The latest cuts are coming at General Motors, where the Delta Township Assembly Plant outside Michigan’s capital of Lansing, will close this week. The move will be temporary, the plant coming back on line on June 12. But when that happens, the third shift will be eliminated indefinitely.
Ford Motor Co. last week announced plans to cut a shift at its Avon Lake, Ohio assembly plant producing medium-duty versions of the big F-Series pickup. A number of other plants have been dropping shifts in recent months as automakers respond to declining vehicle demand.
The exact number expected to be impacted by the cuts at the Lansing GM plant apparently hasn’t been finalized. The maker initially issued an advisory – dubbed a WARN notice under Michigan law – to 1,100 employees. But a spokesperson for the maker says only about half of those will be impacted once the factory resumes operation in June – minus the third shift.
The factory currently produces the Buick Enclave, Chevrolet Traverse and GMC Acadia SUVs. The latter model will end production this week. The factory will be retooled over the next month to produce new, 2018 versions of the Chevy and Buick models.
(GM adds 220 jobs, saves another 680 in Michigan. For the story, Click Here.)
About 1,100 employees will be idled for the month-long shutdown, 600 of those put on long-term layoff due to the elimination of the third shift. But perhaps 500 could be brought back to work in early 2018 once production of the next-generation Enclave and Traverse models gets up to full speed, GM spokeswoman Erin Davis told the Detroit Free Press.
That is, of course, assuming that the demand is there for those two models.
Across the industry, a number of manufacturers are extending their normal summer shutdowns to account for the slowdown in U.S. car sales. That should help bring swelling inventories in line with decreasing demand.

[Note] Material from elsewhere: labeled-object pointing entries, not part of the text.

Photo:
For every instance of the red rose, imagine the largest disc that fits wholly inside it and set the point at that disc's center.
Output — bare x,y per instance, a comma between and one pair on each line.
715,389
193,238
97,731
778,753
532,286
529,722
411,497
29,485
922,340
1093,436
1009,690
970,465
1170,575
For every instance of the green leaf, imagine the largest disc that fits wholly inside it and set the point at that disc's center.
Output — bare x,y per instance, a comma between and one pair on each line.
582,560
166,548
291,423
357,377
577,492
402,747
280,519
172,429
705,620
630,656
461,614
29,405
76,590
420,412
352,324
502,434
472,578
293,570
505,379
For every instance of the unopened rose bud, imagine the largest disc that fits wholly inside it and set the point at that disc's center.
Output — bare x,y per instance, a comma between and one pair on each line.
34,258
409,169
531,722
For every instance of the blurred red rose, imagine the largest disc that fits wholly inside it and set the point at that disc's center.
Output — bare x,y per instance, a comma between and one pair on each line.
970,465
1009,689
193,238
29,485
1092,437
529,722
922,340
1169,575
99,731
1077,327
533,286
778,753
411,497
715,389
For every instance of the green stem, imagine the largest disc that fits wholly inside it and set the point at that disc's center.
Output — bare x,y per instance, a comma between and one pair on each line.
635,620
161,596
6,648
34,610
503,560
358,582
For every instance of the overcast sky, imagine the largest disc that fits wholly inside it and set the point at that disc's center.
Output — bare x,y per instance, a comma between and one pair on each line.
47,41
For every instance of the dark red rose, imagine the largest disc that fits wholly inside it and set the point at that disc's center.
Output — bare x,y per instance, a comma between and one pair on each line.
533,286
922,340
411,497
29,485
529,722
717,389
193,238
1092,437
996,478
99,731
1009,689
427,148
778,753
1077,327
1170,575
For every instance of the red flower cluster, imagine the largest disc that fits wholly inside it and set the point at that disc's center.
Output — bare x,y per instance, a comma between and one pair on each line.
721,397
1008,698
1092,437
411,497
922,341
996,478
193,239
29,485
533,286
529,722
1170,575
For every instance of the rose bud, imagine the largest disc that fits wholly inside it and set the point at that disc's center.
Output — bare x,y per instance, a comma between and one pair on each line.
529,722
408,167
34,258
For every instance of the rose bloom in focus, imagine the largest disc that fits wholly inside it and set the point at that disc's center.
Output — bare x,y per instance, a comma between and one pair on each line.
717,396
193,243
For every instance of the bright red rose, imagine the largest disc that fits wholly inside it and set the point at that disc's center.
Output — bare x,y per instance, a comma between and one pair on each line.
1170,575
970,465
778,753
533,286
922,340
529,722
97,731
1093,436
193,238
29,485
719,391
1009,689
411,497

Overall, sales fell 4.7% in April – significantly worse than had been forecast – marking the fourth consecutive monthly decline in the U.S. new vehicle market. Industry analysts have, until now, expected only a very modest dip in 2017 sales after three record years. IHS Automotive, for example, is calling for volumes of around 17.4 million, off about 100,000 units from 2016’s record. LMC Automotive and others have predicted a slightly greater decline, but also have anticipated sales would remain north of 17 million. Some analysts are now questioning whether demand will drop more rapidly.
(Click Here for details about GM adding a third shift at Tennessee plant.)
During an event in Detroit last week, Toyota North America CEO Jim Lentz warned that automakers may have to “lift off the accelerator” if sales continue to slow, after boosting production for the last seven years.
Bob Carter, the head of U.S. Automotive Operations at Toyota, acknowledged that his company’s incentives have been climbing rapidly, as has been the case for most of the rest of the industry. Both executives said they were hoping the $1 trillion infrastructure program promised by President Trump would help kick-start demand, especially in the light truck sector, Lentz suggesting that could boost overall vehicle sales by as much as 800,000 units.
But with the new president struggling to implement any of his promised goals, there is growing skepticism within the automotive community, and that is likely to be followed by further production cuts, a number of industry insiders have told TheDetroitBureau.com.
The cuts are expected to be most severe on the passenger car side, where demand has been falling especially fast. Sedans, coupes, convertibles and sports cars have accounted for barely a third of the overall market this year, down from closer to 40% a year ago.
(GM to lay off up to 1,100 Michigan workers. Click Here for the story.)
SUVs alone have gone from 28% of the market in 2006 to about 40% now, noted Mark LaNeve, the head of sales, service and marketing for Ford Motor Co. “We don’t see it stopping,” he said last month, adding that this will lead to significant shifts in production plans, even if overall U.S. car sales level off.